The Church's first temple opened in the city of Duque de Caxias, Rio de Janeiro, followed by others throughout Brazil and in other countries.

The International Church of God's Grace is accepted and recognized as a "Legitimate Christian Fellowship Church" by other denominations and their respective ministers.

== Network ==
As of 2015 there are more than 2,000 International Grace of God churches throughout Brazil, from the north to the south, and churches in Lisbon, Portugal; Durban, South Africa; Pompano Beach, Florida; Miami, Florida; Orlando, Florida; New Jersey; Corona, New York; Somerville, Massachusetts; and Fall River, Massachusetts in the United States.

== Media ==
In 1999, the International Grace of God Church founded a network of television stations called RIT (International Network Television) in major cities in Brazil.
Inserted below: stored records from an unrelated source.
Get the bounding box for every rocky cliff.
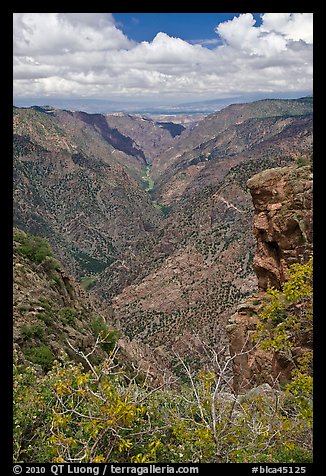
[247,166,312,290]
[227,165,313,392]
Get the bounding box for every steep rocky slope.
[13,228,168,385]
[14,98,312,372]
[14,108,168,289]
[226,165,313,391]
[153,98,312,184]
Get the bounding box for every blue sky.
[113,13,261,48]
[13,13,313,104]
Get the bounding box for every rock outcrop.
[226,166,312,393]
[247,166,312,290]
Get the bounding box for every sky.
[13,13,313,104]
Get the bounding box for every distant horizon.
[13,12,313,107]
[13,91,313,115]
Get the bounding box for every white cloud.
[13,13,312,100]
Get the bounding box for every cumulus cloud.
[13,13,312,100]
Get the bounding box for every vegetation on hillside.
[14,261,312,463]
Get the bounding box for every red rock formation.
[247,166,312,290]
[226,166,312,392]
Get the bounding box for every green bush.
[59,307,78,324]
[90,317,120,352]
[20,323,45,339]
[14,231,53,267]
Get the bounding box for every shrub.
[90,316,120,352]
[20,323,45,339]
[59,307,78,324]
[14,231,53,266]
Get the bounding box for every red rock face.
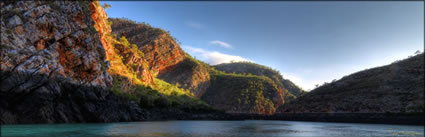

They display a daily program on a prime-time network, Bandeirantes, and at night show Faith Show, with Soares as preacher.

As of 2015 the church had a television program called "Faith Show", broadcast during primetime on Rede Bandeirantes and in the mornings and afternoons on Rede TV.

There is daily worship at the international headquarters of the International Grace of God Church in São Paulo, with services performed by Soares.

== Beliefs ==
The denomination has a charismatic confession of faith.